Otros volcanes crecen luego sobre el desierto de esas cartas: el primero, el más letal, es el que habla minuciosamente de los amoríos de Juan Carlos en Coronel Vallejos (una pequeña ciudad bonaerense que encubre a la de General Villegas, donde Puig nació en 1932). Los otros son cráteres interiores de ese laberinto: descubren los chismes y las hipocresías vecinales, las mentiras con que los personajes se consuelan ante el espejo, los velos que les Impiden amar abiertamente y ser ellos mismos.
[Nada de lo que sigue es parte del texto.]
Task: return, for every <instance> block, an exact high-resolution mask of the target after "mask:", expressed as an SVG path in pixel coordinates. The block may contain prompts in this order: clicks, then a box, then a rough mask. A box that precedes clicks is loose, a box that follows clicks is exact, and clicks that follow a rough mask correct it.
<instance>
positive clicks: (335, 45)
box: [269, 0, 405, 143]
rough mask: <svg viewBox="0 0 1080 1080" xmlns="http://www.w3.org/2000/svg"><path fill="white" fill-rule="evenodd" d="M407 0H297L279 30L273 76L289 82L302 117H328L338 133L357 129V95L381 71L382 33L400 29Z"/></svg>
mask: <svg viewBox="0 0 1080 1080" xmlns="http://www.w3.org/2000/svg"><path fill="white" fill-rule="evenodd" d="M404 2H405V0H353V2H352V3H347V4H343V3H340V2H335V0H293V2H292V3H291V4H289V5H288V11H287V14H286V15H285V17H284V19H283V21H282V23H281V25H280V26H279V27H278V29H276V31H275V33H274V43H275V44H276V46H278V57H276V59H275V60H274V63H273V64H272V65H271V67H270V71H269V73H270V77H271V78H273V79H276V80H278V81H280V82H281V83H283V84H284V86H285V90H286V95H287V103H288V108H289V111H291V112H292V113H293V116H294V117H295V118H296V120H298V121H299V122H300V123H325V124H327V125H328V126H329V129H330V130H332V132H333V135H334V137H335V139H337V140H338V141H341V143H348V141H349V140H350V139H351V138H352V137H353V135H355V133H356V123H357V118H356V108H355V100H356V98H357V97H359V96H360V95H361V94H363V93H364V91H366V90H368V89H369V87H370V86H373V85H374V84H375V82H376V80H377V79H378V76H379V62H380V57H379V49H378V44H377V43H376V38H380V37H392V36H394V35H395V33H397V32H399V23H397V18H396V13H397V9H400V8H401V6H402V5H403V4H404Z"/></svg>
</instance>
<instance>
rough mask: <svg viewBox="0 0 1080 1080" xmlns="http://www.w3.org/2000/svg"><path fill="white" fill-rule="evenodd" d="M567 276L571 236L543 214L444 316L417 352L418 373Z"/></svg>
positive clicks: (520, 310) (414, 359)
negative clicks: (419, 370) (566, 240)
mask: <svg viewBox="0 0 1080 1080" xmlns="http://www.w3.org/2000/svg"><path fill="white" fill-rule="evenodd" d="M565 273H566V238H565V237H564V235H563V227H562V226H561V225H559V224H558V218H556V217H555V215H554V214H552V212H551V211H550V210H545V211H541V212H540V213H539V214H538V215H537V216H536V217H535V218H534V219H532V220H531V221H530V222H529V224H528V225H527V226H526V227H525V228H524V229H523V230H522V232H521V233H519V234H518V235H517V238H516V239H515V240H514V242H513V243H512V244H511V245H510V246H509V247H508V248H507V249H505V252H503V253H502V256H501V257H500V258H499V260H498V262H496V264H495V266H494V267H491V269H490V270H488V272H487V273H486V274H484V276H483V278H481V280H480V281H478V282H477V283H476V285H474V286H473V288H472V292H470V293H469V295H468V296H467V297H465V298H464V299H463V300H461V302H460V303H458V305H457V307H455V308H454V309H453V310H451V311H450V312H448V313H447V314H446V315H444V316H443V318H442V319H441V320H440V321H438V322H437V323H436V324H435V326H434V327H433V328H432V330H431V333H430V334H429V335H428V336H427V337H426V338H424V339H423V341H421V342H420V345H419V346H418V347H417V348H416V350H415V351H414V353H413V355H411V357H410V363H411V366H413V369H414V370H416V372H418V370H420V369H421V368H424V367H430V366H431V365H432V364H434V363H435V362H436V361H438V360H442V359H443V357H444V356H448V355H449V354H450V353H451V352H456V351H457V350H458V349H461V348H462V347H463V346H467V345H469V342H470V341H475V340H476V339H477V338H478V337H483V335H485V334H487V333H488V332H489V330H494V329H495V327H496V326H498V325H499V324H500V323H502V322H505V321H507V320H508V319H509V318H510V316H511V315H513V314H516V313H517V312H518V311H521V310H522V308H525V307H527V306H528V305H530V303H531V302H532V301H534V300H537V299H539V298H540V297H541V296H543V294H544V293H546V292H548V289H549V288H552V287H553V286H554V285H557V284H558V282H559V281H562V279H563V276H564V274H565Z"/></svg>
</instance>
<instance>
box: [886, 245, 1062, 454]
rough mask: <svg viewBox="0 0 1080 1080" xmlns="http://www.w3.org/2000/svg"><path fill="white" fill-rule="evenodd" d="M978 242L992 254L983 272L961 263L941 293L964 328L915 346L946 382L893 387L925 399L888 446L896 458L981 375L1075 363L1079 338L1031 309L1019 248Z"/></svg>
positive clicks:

Lo que esta parodia pretende (y consigue) es abatir todas las máscaras de la realidad apelando al simple recurso de mostrarlas. Las convenciones de la vida cotidiana —parece advertir Puig— son el escudo detrás del que se parapetan los cobardes y los débiles. Por eso Juan Carlos Etchepare es la contrafigura del Toto de "La traición de Rita Hayworth”: éste era el testigo, el ojo cruel que revelaba las mentiras de la vida burguesa, pero sin romper con ella. A Juan Carlos no le importan la reprobación ajena ni las intrigas de su hermana Celina: enfermo de tisis, recluido en un sanatorio de Cosquín, prefiere de un modo inconsciente (y a la vez certero) acelerar su muerte para no perder la alegría de bañarse en las aguas de un arroyo.
Puig ha conseguido que esa maraña de aventuras triviales y lacrimógenas se trasforme en una novela admirable por obra de una técnica siempre cambiante, que obliga al lector a no distraerse: recurre a cartas, a la descripción de un álbum de fotografías, a apuntes en una agenda, a monólogos interiores, a datos meteorológicos, a partes médicos. Jamás esos experimentos están divorciados de la acción: es más, la fuerzan a progresar, a Imponerse al lector no sólo a través de la mirada sino también del tacto, de los oídos, del olfato.
Sería Injusto no decir que "Boquitas pintadas” es una obra maestra. Pero también lo sería no indicar que es maestra en el mejor de los sentidos: el del escándalo, el del rechazo de los museos y cementerios del lenguaje, el de la apertura hacia las fiestas torpes y hermosas de la vida.